What is a tort? A tort is something someone does or fails to do that harms the person or property of another. Negligence, for example, is a type of tort, as is conversion, making someone else’s property your own. What do torts have to do with Indian tribes? Torts occur every day and everywhere, including on Indian reservations, including Indian casinos. Consider all the possible ways to get injured in a casino, a place full of large, metal machines with blinking lights and zippy sounds, area rugs and mats, cleaning equipment, and patrons maneuvering between a maze of slot machines, shops, and restaurants.

Imagine an Indian casino patron entering a restroom and slipping on the wet floor. Maybe someone forgot to leave out a caution sign. Perhaps there was a sign outside the door, but the patron missed it because he was glued to his smartphone. Maybe the patron ignored the sign because he just had to go. Chances are there will be at least two sides to the story of what happened. Thorough documentation and investigations are necessary to ferret out the truth. But how do you get there? Whatever happened, this is a tort claim the patron will likely pursue, especially if he sustained bodily injury.

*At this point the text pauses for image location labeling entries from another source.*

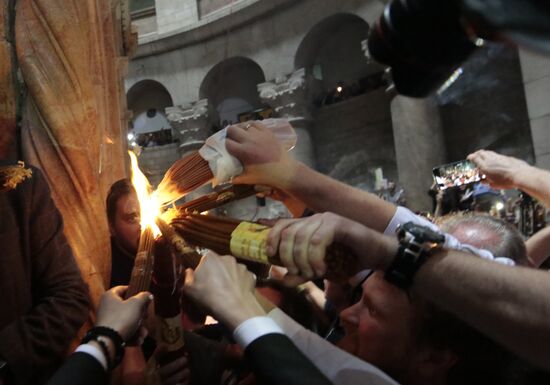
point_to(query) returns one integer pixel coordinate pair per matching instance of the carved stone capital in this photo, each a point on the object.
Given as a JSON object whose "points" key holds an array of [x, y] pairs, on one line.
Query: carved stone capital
{"points": [[191, 111], [190, 123], [287, 95]]}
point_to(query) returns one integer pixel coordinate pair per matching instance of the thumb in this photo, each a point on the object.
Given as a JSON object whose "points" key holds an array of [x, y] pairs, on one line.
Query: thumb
{"points": [[290, 280], [143, 299], [189, 278]]}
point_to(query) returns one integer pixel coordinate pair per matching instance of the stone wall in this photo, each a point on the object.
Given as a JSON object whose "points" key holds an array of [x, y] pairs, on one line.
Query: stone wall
{"points": [[154, 161], [536, 79], [486, 107], [353, 137], [269, 33]]}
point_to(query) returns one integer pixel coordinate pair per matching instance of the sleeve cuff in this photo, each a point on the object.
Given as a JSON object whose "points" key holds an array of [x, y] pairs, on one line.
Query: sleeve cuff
{"points": [[94, 352], [254, 328]]}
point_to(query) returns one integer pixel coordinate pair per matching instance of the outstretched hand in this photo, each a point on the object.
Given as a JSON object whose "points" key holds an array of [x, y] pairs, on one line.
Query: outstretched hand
{"points": [[225, 288], [264, 159], [124, 316], [301, 244], [501, 171]]}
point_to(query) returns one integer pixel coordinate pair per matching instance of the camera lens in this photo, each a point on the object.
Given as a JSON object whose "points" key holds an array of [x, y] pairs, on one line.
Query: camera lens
{"points": [[423, 41]]}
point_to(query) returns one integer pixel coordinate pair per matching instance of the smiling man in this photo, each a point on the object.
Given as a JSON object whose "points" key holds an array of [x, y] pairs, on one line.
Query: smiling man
{"points": [[123, 215]]}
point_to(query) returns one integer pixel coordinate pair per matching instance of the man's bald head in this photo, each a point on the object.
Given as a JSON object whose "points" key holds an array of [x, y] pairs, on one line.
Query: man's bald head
{"points": [[487, 232]]}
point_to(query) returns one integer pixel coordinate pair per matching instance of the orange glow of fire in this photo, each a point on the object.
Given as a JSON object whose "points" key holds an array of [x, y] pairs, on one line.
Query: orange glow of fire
{"points": [[150, 208]]}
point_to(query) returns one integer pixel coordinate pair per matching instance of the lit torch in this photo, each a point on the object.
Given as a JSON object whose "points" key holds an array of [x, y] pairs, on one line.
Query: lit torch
{"points": [[155, 255], [149, 210]]}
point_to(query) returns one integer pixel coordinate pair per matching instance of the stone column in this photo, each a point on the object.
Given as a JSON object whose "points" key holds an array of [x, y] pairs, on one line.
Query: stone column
{"points": [[419, 146], [535, 69], [288, 97], [190, 125]]}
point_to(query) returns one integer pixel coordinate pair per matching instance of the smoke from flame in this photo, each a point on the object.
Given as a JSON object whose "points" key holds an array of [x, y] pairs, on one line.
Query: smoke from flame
{"points": [[149, 206]]}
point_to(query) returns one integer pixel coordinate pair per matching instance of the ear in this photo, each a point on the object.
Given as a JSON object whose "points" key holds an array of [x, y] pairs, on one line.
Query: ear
{"points": [[434, 363], [112, 230]]}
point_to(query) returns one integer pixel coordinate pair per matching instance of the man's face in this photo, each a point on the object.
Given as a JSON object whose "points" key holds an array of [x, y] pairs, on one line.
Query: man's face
{"points": [[379, 328], [126, 228]]}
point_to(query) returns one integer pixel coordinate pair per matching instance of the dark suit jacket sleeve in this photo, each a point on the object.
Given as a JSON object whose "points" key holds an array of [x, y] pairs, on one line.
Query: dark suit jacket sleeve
{"points": [[79, 369], [54, 296], [275, 360]]}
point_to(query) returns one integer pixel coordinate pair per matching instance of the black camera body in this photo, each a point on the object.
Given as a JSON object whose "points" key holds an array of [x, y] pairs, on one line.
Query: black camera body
{"points": [[425, 41]]}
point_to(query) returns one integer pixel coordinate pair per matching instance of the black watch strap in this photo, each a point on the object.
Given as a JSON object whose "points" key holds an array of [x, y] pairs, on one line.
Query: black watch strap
{"points": [[416, 244], [404, 266], [118, 342]]}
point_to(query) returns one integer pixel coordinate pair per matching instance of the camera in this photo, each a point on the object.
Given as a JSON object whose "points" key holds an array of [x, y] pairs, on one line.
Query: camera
{"points": [[425, 41]]}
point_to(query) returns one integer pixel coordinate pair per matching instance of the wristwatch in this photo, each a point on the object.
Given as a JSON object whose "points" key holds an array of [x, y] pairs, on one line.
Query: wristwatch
{"points": [[416, 244], [3, 368], [95, 334]]}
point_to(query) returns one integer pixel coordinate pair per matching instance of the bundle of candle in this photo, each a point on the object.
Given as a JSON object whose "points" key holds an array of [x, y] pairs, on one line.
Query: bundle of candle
{"points": [[143, 264], [248, 241], [217, 199], [213, 162], [185, 175]]}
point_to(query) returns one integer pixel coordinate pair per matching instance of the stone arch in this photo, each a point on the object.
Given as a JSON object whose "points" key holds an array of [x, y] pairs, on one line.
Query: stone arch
{"points": [[331, 51], [148, 99], [231, 88]]}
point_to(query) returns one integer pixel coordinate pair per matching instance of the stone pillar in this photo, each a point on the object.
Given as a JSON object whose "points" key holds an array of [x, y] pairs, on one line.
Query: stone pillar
{"points": [[190, 125], [419, 146], [8, 98], [288, 97], [535, 69]]}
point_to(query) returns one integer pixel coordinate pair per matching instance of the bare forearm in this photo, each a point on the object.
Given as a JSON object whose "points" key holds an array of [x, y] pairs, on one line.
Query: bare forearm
{"points": [[506, 303], [322, 193], [535, 182]]}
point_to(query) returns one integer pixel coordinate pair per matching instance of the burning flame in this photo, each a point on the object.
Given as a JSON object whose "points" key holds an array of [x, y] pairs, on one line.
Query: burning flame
{"points": [[149, 206]]}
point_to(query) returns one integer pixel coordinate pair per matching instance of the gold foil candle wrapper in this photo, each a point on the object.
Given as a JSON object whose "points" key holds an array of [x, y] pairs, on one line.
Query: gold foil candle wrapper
{"points": [[170, 332], [249, 241]]}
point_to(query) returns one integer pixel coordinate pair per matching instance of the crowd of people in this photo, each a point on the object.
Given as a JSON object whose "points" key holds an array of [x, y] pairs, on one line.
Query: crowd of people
{"points": [[463, 310], [457, 300]]}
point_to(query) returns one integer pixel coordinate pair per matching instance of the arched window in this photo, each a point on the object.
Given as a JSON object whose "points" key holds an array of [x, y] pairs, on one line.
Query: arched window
{"points": [[142, 8]]}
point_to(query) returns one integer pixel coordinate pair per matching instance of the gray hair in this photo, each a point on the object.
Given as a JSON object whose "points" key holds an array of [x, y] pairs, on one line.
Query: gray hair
{"points": [[509, 242]]}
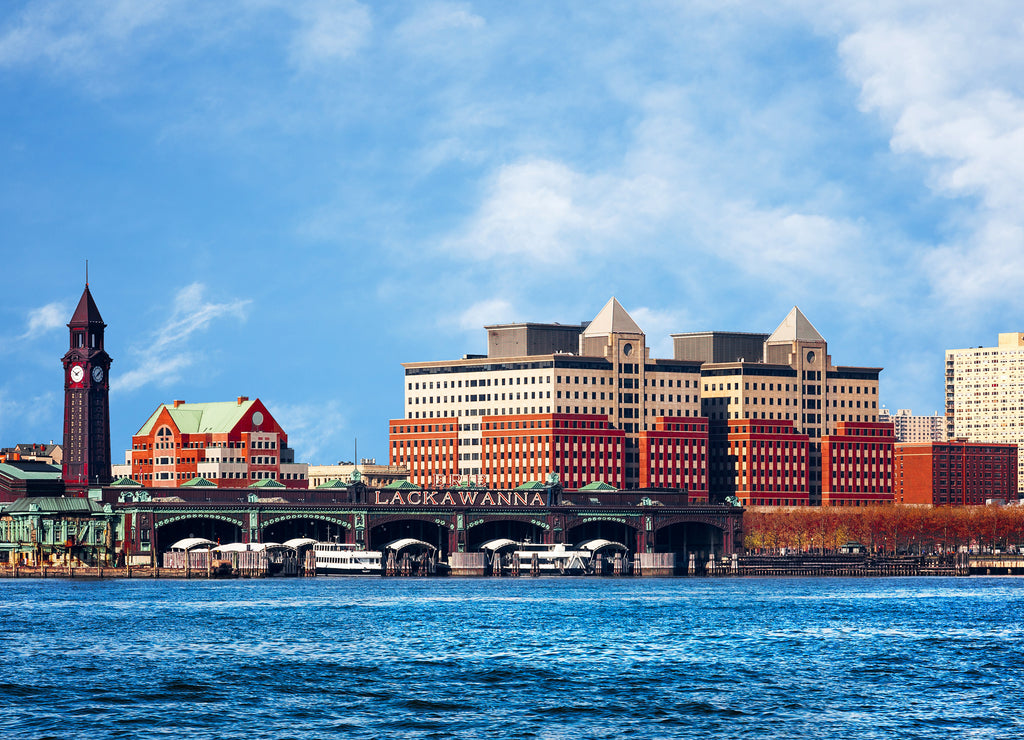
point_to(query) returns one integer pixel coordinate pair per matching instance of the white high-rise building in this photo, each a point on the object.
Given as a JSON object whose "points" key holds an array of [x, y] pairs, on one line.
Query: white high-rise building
{"points": [[985, 394]]}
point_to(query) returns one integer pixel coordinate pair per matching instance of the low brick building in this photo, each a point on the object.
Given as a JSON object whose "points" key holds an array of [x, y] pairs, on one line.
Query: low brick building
{"points": [[857, 465], [954, 473]]}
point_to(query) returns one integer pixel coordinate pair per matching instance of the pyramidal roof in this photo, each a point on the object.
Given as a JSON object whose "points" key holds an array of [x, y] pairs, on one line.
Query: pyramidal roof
{"points": [[86, 312], [796, 328], [612, 319], [215, 418]]}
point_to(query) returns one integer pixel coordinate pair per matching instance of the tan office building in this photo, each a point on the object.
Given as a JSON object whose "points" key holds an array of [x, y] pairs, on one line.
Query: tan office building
{"points": [[601, 368], [790, 378]]}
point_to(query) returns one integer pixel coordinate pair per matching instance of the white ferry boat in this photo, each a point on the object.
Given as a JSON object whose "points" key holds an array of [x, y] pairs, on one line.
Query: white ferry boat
{"points": [[551, 559], [335, 559]]}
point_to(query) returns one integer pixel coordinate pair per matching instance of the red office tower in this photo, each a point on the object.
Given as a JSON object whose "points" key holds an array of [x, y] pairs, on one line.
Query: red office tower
{"points": [[87, 408]]}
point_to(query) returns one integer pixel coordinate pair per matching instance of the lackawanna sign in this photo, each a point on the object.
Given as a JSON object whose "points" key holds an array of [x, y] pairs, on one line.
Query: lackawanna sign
{"points": [[460, 497]]}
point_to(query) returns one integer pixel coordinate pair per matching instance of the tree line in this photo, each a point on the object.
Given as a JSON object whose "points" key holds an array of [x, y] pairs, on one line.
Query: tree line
{"points": [[884, 529]]}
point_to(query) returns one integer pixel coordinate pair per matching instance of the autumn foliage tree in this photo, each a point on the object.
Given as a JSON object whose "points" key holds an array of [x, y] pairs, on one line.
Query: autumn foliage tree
{"points": [[886, 529]]}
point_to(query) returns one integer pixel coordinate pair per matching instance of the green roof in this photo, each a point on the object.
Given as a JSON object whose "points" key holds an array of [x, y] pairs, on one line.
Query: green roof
{"points": [[54, 505], [333, 483], [31, 470], [266, 483], [216, 418], [199, 482]]}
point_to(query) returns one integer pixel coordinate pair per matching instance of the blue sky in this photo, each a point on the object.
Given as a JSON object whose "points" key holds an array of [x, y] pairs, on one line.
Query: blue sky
{"points": [[287, 200]]}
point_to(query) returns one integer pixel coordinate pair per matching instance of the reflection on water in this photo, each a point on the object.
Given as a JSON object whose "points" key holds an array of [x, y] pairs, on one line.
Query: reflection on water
{"points": [[544, 658]]}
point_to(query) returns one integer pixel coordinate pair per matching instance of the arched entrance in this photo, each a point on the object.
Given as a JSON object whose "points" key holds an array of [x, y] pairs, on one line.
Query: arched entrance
{"points": [[429, 531], [219, 529], [520, 531], [699, 538], [323, 529]]}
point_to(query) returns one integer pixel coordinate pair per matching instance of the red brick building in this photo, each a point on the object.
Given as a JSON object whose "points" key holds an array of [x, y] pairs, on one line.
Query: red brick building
{"points": [[857, 465], [767, 463], [581, 448], [674, 454], [954, 473], [428, 448], [231, 444]]}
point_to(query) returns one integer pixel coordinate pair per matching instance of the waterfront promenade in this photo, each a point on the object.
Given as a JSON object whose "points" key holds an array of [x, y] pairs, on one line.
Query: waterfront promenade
{"points": [[805, 565], [867, 658]]}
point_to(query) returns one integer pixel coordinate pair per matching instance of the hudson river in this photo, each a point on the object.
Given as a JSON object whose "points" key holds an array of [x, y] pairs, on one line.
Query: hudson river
{"points": [[524, 658]]}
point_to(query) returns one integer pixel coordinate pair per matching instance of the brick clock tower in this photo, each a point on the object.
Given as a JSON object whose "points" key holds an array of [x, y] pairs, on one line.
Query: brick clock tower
{"points": [[87, 408]]}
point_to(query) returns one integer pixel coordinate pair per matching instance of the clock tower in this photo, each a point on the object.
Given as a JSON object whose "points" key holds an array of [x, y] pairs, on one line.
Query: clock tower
{"points": [[87, 408]]}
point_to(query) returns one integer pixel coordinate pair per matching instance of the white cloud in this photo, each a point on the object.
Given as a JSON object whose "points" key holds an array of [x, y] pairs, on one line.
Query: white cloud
{"points": [[947, 81], [78, 38], [658, 325], [44, 318], [331, 32], [313, 430], [22, 415], [166, 355], [542, 211], [439, 28], [492, 310]]}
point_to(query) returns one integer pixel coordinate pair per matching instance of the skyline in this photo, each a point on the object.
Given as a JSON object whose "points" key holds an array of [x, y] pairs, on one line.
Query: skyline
{"points": [[289, 201]]}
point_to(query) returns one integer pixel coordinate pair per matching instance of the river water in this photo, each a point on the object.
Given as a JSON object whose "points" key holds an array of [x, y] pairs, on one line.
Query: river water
{"points": [[513, 658]]}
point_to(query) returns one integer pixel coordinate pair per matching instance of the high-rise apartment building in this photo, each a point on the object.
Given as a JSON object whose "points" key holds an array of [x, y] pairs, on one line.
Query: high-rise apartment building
{"points": [[910, 428], [985, 394]]}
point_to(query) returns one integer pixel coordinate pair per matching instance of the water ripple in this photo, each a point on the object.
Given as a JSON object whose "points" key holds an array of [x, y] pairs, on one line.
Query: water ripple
{"points": [[526, 658]]}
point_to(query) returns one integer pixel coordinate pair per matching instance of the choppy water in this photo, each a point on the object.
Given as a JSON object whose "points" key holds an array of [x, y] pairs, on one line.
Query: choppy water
{"points": [[526, 658]]}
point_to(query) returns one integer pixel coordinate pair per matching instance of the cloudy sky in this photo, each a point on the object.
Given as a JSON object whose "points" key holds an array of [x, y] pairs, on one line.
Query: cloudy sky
{"points": [[287, 200]]}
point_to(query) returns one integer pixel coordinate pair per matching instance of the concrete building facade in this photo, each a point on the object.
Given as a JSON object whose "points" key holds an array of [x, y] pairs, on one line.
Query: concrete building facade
{"points": [[985, 394], [610, 377], [794, 381]]}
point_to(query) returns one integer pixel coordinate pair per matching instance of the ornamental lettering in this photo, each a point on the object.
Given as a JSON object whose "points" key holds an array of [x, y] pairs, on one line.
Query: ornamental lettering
{"points": [[459, 498]]}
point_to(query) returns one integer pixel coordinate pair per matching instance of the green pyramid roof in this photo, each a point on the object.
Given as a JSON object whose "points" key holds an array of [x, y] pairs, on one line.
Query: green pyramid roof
{"points": [[266, 483], [199, 482]]}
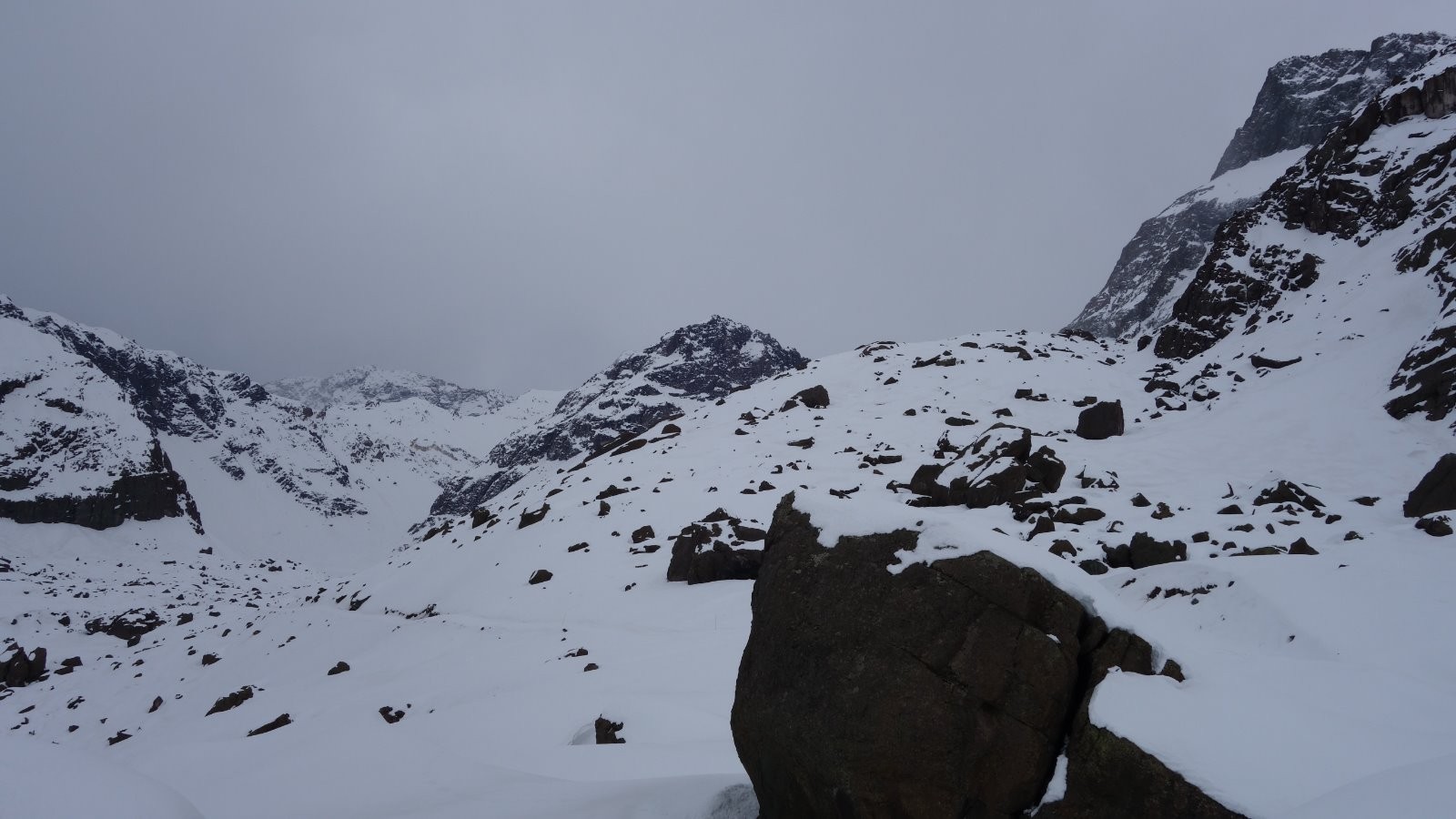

The most important thing to know about casino tort claims is that they are governed by tribal law. Even though tribes, as sovereign nations, are protected from lawsuits by a doctrine called sovereign immunity, those with Class III gaming (games of chance, high stakes, etc.) agreed to waive this immunity in compacts made with the state of California. Each tribe with a casino is required to have a tort claim process for injured patrons and insurance coverage. For this reason, gaming tribes have laws specifically for casino tort claims. While provisions vary from tribe to tribe, they all have at least one thing in common: the claims cannot be heard in state courts.

In the case of the patron who slipped on the restroom floor, how would he initiate a claim for monetary damages? First, an injured party must follow the claim process, which usually involves filing a claim form describing the event, the extent of injury, and the amount of any monetary losses, under penalty of perjury within the applicable statute of limitations, usually 180 days. Based on that information and a review of the evidence, the tribe or its insurer will issue a decision about liability. If the claim is denied, the claimant usually has a right to appeal, either by requesting binding arbitration or submitting the matter to tribal court, whichever tribal law allows. That body will make a final decision.

Warning: Tribes should be aware that some lawyers are looking for ways around tribal sovereign immunity. In Lewis v. Clarke, 581 U.S. ___ (2017), the Supreme Court ruled tribal employees are not protected by the tribe’s sovereign immunity when sued as individuals. Citing Lewis, lawyers representing injured parties are filing suits in state and federal courts against tribal employees, including security officers and paramedics.

How can tribes protect themselves? Careful code drafting and vigorous defense of tort claims are key. CILS can help tribes with both and represent tribes and tribal employees in court or arbitration and by staying abreast of developments under both state and tribal law.